As of this writing, Ali Krieger stands at 108 caps, one of 40 Americans to have reached the 100-cap milestone, and one of just 20 to own two World Cup medals. Regardless of whether she adds to either total, she’ll go down as one of the most decorated players in U.S. soccer history. The history she makes from now on figures to be increasingly off the field.

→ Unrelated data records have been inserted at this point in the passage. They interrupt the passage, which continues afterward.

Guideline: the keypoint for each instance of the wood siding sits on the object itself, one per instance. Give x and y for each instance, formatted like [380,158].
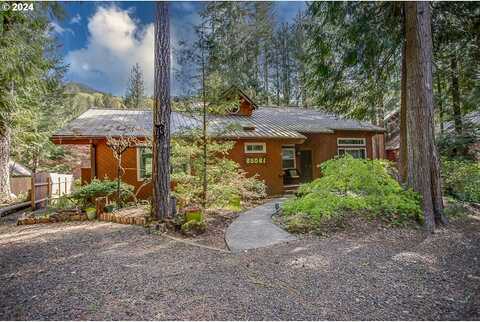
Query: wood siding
[323,147]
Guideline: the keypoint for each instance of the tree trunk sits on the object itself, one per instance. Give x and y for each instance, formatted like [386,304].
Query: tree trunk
[422,154]
[161,115]
[440,102]
[119,180]
[403,164]
[5,138]
[457,113]
[265,74]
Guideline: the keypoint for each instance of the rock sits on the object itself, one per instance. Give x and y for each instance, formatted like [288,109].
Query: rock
[193,228]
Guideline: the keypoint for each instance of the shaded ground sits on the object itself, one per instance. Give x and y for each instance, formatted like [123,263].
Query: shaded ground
[254,229]
[97,271]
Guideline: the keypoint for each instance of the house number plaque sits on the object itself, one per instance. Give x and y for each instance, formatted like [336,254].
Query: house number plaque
[261,160]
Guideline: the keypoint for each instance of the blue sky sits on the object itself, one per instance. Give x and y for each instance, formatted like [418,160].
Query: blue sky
[102,40]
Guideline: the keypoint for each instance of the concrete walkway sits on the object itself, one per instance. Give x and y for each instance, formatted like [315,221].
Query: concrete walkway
[254,229]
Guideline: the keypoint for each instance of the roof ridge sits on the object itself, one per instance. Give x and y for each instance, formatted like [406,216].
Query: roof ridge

Sports Illustrated called Krieger and Harris’ December 2019 wedding “the American soccer social event of the decade,” but that arguably undersells an event that got a substantial write-up and photo spread in Vogue. What started as a fast friendship when they met at a 2010 national team training camp blossomed in the ensuing years: teammates on the national team and in stints with the Washington Spirit and Orlando Pride, they hinted at their relationship when they attended teammate Alex Morgan’s wedding together in 2015. They were engaged in 2018 but kept it secret until the following spring, when they confirmed their engagement for a story in People magazine. Their World Cup success, social media–friendly fashion sense, and shared appearances on everything from the cover of Allure magazine and the ESPYS to the GLAAD Media Awards and the CBS TV show Madam Secretary have confirmed their crossover appeal. The couple even have a hashtag-ready nickname—“Krashlyn”—that speaks to their celebrity status.
Krieger never fully grew out of her childhood introversion, but she’s figured out how to balance her natural reticence with her and Harris’ public lives—or at least, the aspects they choose to share. Krieger is confident and outspoken on an array of issues, regularly using her social media presence—she has 924,000 Instagram followers, and nearly as many on Twitter—to address gender pay equity, racial justice, and LGBTQ+ rights, while also offering carefully curated glimpses into her home life. All of it, she says, is done with intent, part of a conscious effort to be the sort of role model she herself never had.
“I know it sounds funny, because we’ve made our lives super public, but I do try to keep most things private,” Krieger says. “But that visibility is so huge in helping people see that it’s OK to love who you love. I want to share specifics about my life and my relationship because I know it saves lives.”
The more mundane concerns of life after soccer will present themselves soon enough, and Krieger will have plenty of options for how to fill her time: She can envision a front- office role with an NWSL club; she’s already earned a U.S. Soccer coaching license; and last season she started working with the broadcast team for Orlando City SC, the Pride’s Major League Soccer counterpart. There are many roles that could allow her to stay involved in the game. “Or maybe I’ll find a completely different passion,” she says. “Event planning or something. Who knows?”
Whatever her next steps, Moscato expects her friend and former teammate to succeed. The qualities that have brought Krieger so much success—“the kindness, the humility, the quiet courage”—she sees as constants. “She’s grown and stepped into her confidence, but she’s the same person,” Moscato says. “Her core has not changed.”